Sonic Corp. (NASDAQ: SONC), parent company of drive-in fast food chain Sonic, is set to be acquired by Inspire Brands, Inc., in an agreement announced by both companies last week. The deal, valued at $2.3 billion including debt, is set to close by the end of the year and will see Inspire Brands, the parent company of fast food chain Arby's, take control of the US's fourth-largest hamburger chain.
Under the deal, Sonic will become a privately held subsidiary of Inspire Brands, which also owns Buffalo Wild Wings and Rusty Taco. Shareholders of Sonic will receive $43.50 per share in cash - an 18.8% premium compared to share value on September 24, 2018, the day before the deal's announcement. As news of the acquisition broke Tuesday, September 25, 2018, Sonic's stock rose more than 18%, with share prices reaching an all-time record of $44.87.
Famous for its retro atmosphere and memorable TV ad campaigns, Sonic serves classic American fast food, with offerings like hamburgers, hot dogs, french fries, and shakes. The '50s-style chain stands out from the competition because of its old-fashioned drive-in service, which allows customers to order and dine in their cars, and its rollerskating "carhops," who serve diners at their car windows.
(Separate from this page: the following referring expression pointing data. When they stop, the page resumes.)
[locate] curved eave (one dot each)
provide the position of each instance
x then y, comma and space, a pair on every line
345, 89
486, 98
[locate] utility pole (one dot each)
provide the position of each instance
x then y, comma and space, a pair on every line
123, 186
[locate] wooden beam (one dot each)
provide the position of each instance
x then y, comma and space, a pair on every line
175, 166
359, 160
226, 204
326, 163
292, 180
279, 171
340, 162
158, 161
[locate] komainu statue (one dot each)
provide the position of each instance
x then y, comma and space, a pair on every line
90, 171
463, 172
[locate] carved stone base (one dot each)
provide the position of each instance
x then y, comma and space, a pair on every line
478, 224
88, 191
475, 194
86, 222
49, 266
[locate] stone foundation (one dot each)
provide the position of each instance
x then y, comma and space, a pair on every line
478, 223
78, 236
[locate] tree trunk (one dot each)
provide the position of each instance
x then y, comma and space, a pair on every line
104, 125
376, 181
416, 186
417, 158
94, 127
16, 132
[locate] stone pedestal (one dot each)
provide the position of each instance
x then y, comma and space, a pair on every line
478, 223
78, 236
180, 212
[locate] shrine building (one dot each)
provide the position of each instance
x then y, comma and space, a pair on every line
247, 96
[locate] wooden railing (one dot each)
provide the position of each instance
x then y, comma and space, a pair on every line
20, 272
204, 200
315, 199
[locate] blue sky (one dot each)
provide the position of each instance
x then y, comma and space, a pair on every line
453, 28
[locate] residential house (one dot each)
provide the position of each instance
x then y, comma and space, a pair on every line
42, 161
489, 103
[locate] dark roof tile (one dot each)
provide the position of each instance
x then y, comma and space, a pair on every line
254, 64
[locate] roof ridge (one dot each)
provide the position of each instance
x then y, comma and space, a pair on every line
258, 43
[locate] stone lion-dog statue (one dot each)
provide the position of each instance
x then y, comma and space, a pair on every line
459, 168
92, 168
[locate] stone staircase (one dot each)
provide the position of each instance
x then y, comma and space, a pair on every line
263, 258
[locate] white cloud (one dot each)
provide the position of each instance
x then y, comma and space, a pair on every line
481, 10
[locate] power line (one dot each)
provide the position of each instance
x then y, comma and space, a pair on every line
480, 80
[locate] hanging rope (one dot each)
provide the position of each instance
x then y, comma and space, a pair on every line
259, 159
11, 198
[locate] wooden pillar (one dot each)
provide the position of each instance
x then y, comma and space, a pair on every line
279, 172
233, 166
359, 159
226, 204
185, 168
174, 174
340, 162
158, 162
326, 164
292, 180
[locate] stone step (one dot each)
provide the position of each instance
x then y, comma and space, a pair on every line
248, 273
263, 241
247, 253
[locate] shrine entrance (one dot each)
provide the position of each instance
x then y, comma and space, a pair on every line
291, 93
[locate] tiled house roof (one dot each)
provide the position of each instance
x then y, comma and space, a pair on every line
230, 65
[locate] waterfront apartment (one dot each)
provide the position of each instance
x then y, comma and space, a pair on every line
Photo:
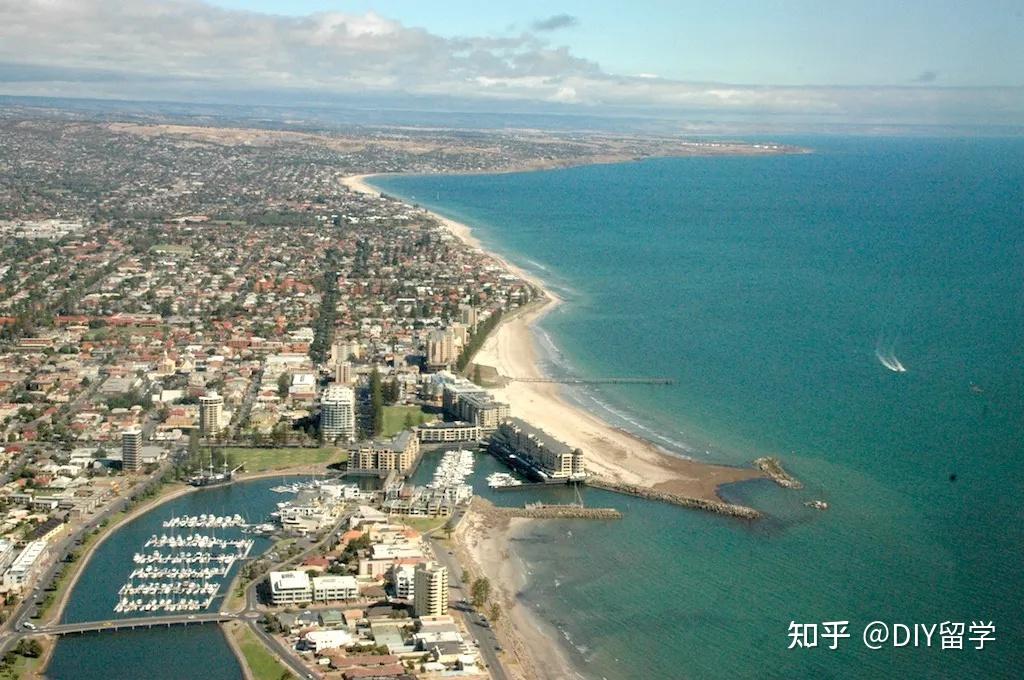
211, 413
439, 431
404, 581
26, 565
297, 588
430, 598
397, 454
470, 402
131, 449
546, 455
290, 588
335, 589
338, 414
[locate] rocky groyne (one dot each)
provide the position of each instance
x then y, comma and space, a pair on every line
718, 507
772, 467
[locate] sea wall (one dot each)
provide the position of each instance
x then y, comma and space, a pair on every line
718, 507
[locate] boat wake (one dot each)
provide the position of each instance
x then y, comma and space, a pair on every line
886, 353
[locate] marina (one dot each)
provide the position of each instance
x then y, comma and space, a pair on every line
183, 572
502, 479
206, 521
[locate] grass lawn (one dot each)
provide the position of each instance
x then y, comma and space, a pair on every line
260, 460
23, 668
171, 248
263, 665
394, 418
424, 524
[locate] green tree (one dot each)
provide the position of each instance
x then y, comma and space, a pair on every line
376, 402
480, 591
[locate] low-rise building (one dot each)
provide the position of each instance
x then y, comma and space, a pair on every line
290, 588
398, 453
334, 589
321, 640
546, 455
440, 431
26, 565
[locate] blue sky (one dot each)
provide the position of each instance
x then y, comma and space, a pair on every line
899, 61
871, 42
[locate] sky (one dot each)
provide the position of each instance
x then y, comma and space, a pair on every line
903, 60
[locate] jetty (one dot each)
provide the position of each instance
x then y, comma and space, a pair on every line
544, 510
718, 507
772, 467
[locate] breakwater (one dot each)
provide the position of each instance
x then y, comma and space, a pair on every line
544, 511
772, 467
718, 507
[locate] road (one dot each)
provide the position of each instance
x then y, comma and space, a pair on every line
484, 636
128, 623
24, 610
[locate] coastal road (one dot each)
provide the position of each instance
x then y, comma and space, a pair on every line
484, 636
286, 655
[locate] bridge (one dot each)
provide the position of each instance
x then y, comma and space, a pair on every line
131, 624
598, 381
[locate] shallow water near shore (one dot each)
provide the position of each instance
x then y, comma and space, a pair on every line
779, 293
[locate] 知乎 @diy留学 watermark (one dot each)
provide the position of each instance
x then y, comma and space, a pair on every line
880, 634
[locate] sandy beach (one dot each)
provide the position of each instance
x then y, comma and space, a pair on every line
532, 651
481, 540
610, 452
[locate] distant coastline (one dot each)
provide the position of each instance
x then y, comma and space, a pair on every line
612, 453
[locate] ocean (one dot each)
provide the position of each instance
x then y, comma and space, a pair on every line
169, 653
857, 311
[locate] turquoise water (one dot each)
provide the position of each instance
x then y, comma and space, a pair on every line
768, 289
154, 654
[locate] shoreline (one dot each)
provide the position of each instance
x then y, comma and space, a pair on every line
535, 652
617, 455
611, 452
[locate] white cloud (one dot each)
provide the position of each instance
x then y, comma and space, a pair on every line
127, 47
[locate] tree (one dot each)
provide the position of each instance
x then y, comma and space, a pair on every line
480, 591
376, 402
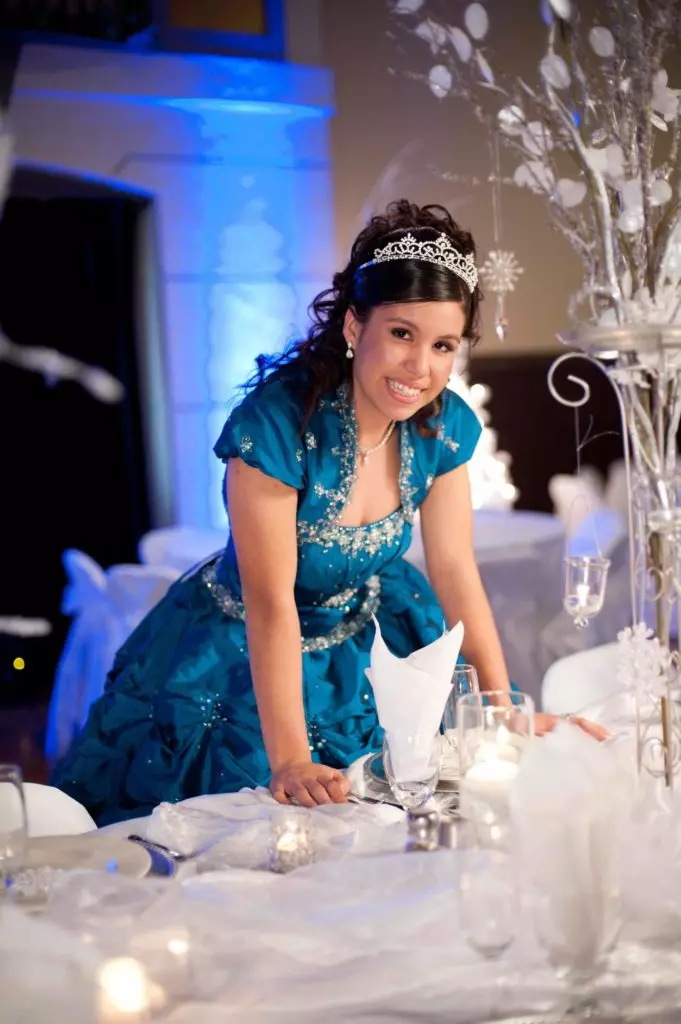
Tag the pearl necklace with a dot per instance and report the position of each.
(365, 453)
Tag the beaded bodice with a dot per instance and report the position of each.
(339, 566)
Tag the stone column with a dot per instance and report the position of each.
(235, 155)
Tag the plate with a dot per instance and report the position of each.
(89, 852)
(375, 774)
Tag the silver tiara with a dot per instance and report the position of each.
(439, 251)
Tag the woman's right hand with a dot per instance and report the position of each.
(308, 784)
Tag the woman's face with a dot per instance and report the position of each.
(403, 353)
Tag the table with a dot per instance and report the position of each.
(519, 555)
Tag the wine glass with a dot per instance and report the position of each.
(490, 901)
(412, 763)
(464, 681)
(13, 826)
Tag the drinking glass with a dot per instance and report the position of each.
(585, 587)
(412, 764)
(493, 729)
(13, 827)
(464, 681)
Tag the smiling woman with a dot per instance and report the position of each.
(252, 670)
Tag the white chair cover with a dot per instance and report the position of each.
(51, 812)
(105, 608)
(179, 548)
(581, 680)
(519, 555)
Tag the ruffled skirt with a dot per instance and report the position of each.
(178, 716)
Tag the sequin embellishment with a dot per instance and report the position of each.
(448, 441)
(327, 531)
(233, 608)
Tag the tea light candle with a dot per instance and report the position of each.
(125, 992)
(502, 750)
(292, 843)
(487, 782)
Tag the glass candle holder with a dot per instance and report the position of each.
(585, 587)
(292, 840)
(493, 730)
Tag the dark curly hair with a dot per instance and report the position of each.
(318, 360)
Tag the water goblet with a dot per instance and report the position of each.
(13, 826)
(412, 765)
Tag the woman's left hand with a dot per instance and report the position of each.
(545, 723)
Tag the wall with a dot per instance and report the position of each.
(235, 154)
(389, 125)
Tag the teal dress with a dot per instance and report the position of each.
(178, 716)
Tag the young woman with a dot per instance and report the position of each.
(251, 671)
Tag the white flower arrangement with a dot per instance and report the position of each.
(597, 136)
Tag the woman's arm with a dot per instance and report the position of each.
(262, 518)
(447, 524)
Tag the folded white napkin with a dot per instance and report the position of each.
(411, 694)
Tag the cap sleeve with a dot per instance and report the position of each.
(264, 432)
(458, 432)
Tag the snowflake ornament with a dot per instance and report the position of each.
(501, 271)
(643, 663)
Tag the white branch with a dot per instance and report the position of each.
(55, 367)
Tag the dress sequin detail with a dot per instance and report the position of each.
(448, 441)
(233, 608)
(327, 531)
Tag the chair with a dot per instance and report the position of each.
(581, 680)
(179, 548)
(105, 607)
(50, 812)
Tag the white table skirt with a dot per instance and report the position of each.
(519, 555)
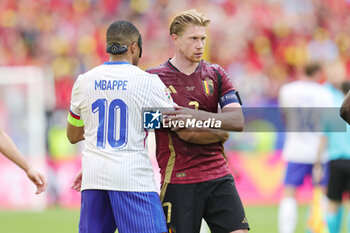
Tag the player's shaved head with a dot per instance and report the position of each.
(122, 32)
(182, 20)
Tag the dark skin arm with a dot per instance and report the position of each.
(231, 118)
(206, 137)
(345, 109)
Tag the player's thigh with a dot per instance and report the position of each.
(296, 173)
(137, 212)
(224, 209)
(96, 213)
(183, 207)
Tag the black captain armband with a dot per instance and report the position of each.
(230, 97)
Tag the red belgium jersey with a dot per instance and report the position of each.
(179, 161)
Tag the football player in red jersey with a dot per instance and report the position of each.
(196, 180)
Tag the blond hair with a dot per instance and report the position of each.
(183, 19)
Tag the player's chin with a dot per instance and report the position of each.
(195, 58)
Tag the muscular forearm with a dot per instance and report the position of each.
(345, 109)
(202, 137)
(9, 149)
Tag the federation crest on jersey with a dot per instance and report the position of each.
(208, 86)
(167, 94)
(151, 119)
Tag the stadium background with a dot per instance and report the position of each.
(261, 43)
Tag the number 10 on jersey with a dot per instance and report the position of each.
(109, 124)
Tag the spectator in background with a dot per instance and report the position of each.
(298, 100)
(195, 177)
(345, 107)
(9, 149)
(338, 147)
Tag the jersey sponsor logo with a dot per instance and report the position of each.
(181, 174)
(208, 86)
(245, 220)
(172, 89)
(167, 94)
(151, 119)
(111, 85)
(191, 88)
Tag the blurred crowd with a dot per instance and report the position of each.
(261, 43)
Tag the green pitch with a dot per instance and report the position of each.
(262, 219)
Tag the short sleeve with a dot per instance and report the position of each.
(74, 116)
(227, 92)
(160, 97)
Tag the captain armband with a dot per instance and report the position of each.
(230, 97)
(75, 120)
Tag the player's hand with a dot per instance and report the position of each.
(77, 181)
(181, 114)
(317, 173)
(38, 179)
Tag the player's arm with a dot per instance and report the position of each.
(75, 125)
(231, 117)
(9, 149)
(345, 109)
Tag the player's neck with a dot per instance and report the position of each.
(184, 65)
(114, 58)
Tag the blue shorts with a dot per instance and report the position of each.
(103, 211)
(296, 173)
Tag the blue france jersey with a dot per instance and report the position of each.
(110, 99)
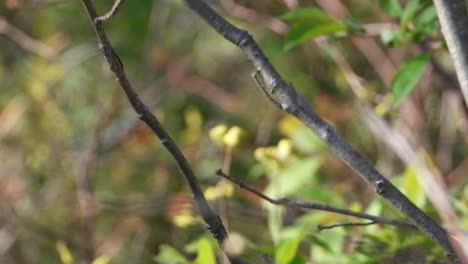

"Sonic is a highly differentiated brand and is an ideal fit for the Inspire family," said Paul Brown, Chief Executive Officer of Inspire, in a press release. Formed in February of this year, the Atlanta-based Inspire Brands was created after the purchase of the sports bar franchise Buffalo Wild Wings by Arby's Restaurant Group, Inc. Backed by private-equity firm Roark Capital Group, which owns a majority in the company, Inspire Brands has sought to expand its portfolio of restaurants. With the acquisition of Sonic and its 3600 storefronts, the company will now boast combined annual sales of over $12 billion and more than 8000 company-owned and franchised locations.
Inspire's purchase of Sonic is in line with the company's recent acquisitions of diverse brands. "Up and down the spectrum, even in QSR, we would want the brands to be as complementary as possible," Brown said in a February interview with Business Insider. "You don't want brands that are right on top of each other. It's harder from an internal standpoint. You want to keep lines between the brands. If they get too close together, it gets harder to manage."